I just called both my Senators to urge them to oppose Senator Coburn’s pending amendment. If you feel as strongly about defending the value of the entertainment education approach as I do, I hope you will call or email your Senators today as well. I think we especially need people from outside of California to contact your Senators, because most of the efforts so far have been centered in L.A.

To make it even easier for you, here are a couple of sentences you can use as-is or adapt for when you call:

Hi, I’m calling to urge Senator ____ to oppose Senator Coburn’s amendment to the Labor/HHS appropriations bill that would eliminate funding for the CDC’s entertainment education program. This is an effective and cost-efficient public health tool that has been proven to increase health knowledge and healthy behaviors among television viewers. Thank you.

Two minutes per phone call, and we can make this happen. We’ve got the power.

Photo Credit: sazztastical

Save the CDC’s Entertainment Education Funding!

I have been intending to write about this for some time, and with the US Senate about to open up debate on the appropriations bill for the Department of Health and Human Services this week, the time must be now.

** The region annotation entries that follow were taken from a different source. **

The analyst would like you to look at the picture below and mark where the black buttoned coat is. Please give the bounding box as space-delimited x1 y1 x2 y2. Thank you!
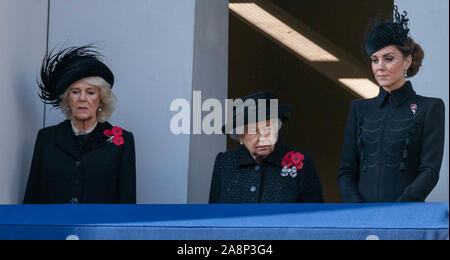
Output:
338 81 445 203
24 121 136 204
209 142 323 203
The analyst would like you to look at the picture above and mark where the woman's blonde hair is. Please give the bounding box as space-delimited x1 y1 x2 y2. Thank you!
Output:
59 77 117 123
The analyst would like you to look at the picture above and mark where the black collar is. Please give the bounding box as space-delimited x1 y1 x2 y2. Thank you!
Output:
377 81 416 107
56 120 112 159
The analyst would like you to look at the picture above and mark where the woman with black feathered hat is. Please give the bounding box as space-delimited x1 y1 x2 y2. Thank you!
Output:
338 6 445 203
24 46 136 204
209 91 323 203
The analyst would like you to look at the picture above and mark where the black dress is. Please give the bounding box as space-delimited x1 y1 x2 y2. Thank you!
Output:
338 81 445 203
209 142 323 203
24 121 136 204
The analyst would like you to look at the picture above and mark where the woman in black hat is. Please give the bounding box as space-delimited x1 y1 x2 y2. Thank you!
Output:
209 91 323 203
338 6 445 203
24 46 136 204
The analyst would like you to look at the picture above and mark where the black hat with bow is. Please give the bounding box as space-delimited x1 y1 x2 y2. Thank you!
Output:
365 6 409 55
38 46 114 107
222 91 291 134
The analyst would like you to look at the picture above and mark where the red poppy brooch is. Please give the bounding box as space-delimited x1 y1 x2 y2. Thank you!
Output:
103 126 125 146
281 151 305 178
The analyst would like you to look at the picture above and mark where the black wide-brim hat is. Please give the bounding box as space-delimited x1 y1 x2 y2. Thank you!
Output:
365 6 409 56
222 91 291 134
38 46 114 107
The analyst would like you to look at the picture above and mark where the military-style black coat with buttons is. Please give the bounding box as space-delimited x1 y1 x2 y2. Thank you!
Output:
338 81 445 203
24 120 136 204
209 142 323 203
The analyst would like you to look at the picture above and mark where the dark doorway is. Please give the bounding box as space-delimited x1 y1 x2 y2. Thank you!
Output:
227 0 393 203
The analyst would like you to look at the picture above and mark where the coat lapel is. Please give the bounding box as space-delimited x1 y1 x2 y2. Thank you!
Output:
80 122 112 154
55 120 80 158
264 141 289 168
56 120 112 159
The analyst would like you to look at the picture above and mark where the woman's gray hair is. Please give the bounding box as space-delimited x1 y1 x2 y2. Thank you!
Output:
59 77 117 123
230 119 283 142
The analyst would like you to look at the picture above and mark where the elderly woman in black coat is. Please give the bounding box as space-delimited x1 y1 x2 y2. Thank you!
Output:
209 91 323 203
338 7 445 203
24 46 136 204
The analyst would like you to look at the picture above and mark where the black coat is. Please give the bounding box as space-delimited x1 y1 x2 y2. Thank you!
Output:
209 142 323 203
338 81 445 203
24 120 136 204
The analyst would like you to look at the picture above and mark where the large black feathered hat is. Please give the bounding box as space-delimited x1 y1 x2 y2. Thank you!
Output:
365 6 409 55
222 91 291 134
38 46 114 107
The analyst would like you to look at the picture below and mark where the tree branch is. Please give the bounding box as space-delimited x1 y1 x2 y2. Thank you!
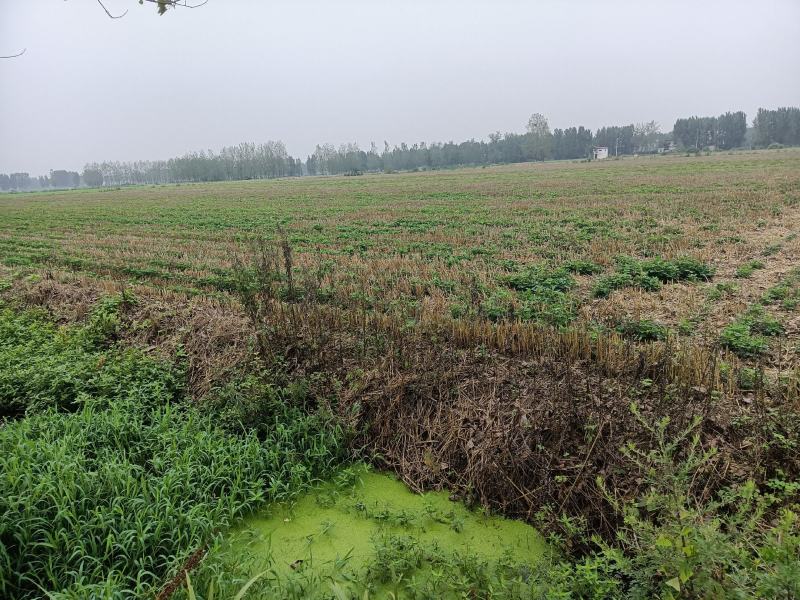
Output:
97 0 128 19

Back in July, when the House of Representatives was voting on the HHS Appropriations bill, Congressman Ryan of Wisconsin successfully passed an amendment on a voice vote that took out the line item for the CDC’s entertainment education project (currently housed at USC as Hollywood, Health and Society). This is a well-known, successful program that works with television writers and other entertainment industry professionals to ensure that health issues are depicted accurately and to work towards inclusion of health content into shows to promote healthy behaviors on the part of the audience. I have written about the effectiveness of the entertainment education approach many times before.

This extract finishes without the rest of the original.